Code snippet (modifications to
deployerConfigContext.xml) found here
Next you will need to add a filter to the CAS applications
web.xml file to make the header attributes present in the request scope. The following additions to
web.xml should enable the incoming shibboleth delivered attributes to be accessible to the CAS Attribute DAO.
<filter> <filter-name>requestAttributeSourceFilter</filter-name> <filter-name>org.springframework.web.filter.DelegatingFilterProxy</filter-class> </filter> ...then <filter-mapping> <filter-name>requestAttributeSourceFilter</filter-name> <url-pattern>/*</url-pattern> </filter-mapping>
There is nothing specific to the Shibboleth Identity Provider for this setup. The "CAS Bridge" Relying Party operates just as any known RP does when interacting with the Identity Provider.
There is nothing specific to the local configuration of the Shibboleth Service Provider to make this work.

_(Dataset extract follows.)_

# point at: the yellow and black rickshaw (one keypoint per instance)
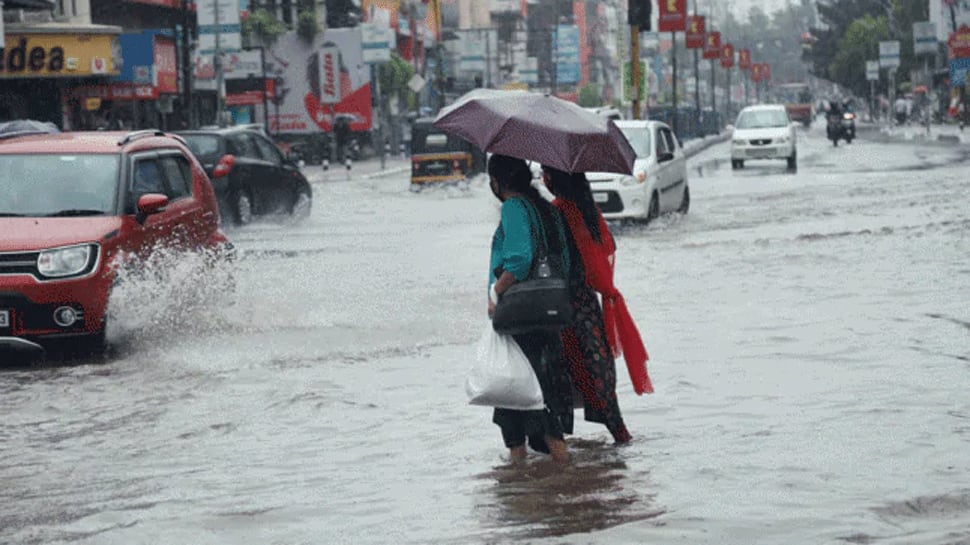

The only integration point to be mindful of is the mapping of your incoming attributes to ensure correct correct data translation within the CAS application.
To enable both CAS and the Shibboleth-SP to do their jobs with their respective calls, we have to fix up the
<Location> blocks in Apache a bit.
It is assumed that all calls to
/cas will be proxied to the tomcat instance.
<Location ~ "^/cas/login"> AuthType shibboleth ShibRequestSetting requireSession 1 ShibUseHeaders On Require valid-user </Location> <Location ~ "^/cas/serviceValidate"> AuthType shibboleth ShibRequestSetting requireSession 0 Require shibboleth </Location> <Location ~ "^/cas/samlValidate"> AuthType shibboleth ShibRequestSetting requireSession 0 Require shibboleth </Location> <Location ~ "^/cas/proxy"> AuthType shibboleth ShibRequestSetting requireSession 0 Require shibboleth </Location> <Location ~ "^/cas/proxyValidate"> AuthType shibboleth ShibRequestSetting requireSession 0 Require shibboleth </Location>
The idea here is to not rely on the CAS service to maintain the users sso state. We treat the CAS session strictly as a protocol level session and give it a short lifetime, while relying on the external SSO service to deal with our true SSO session lifetime.
We have further reprogrammed the calls to the
/cas/logout location to redirect the user into the Shibboleth-SP logout flow.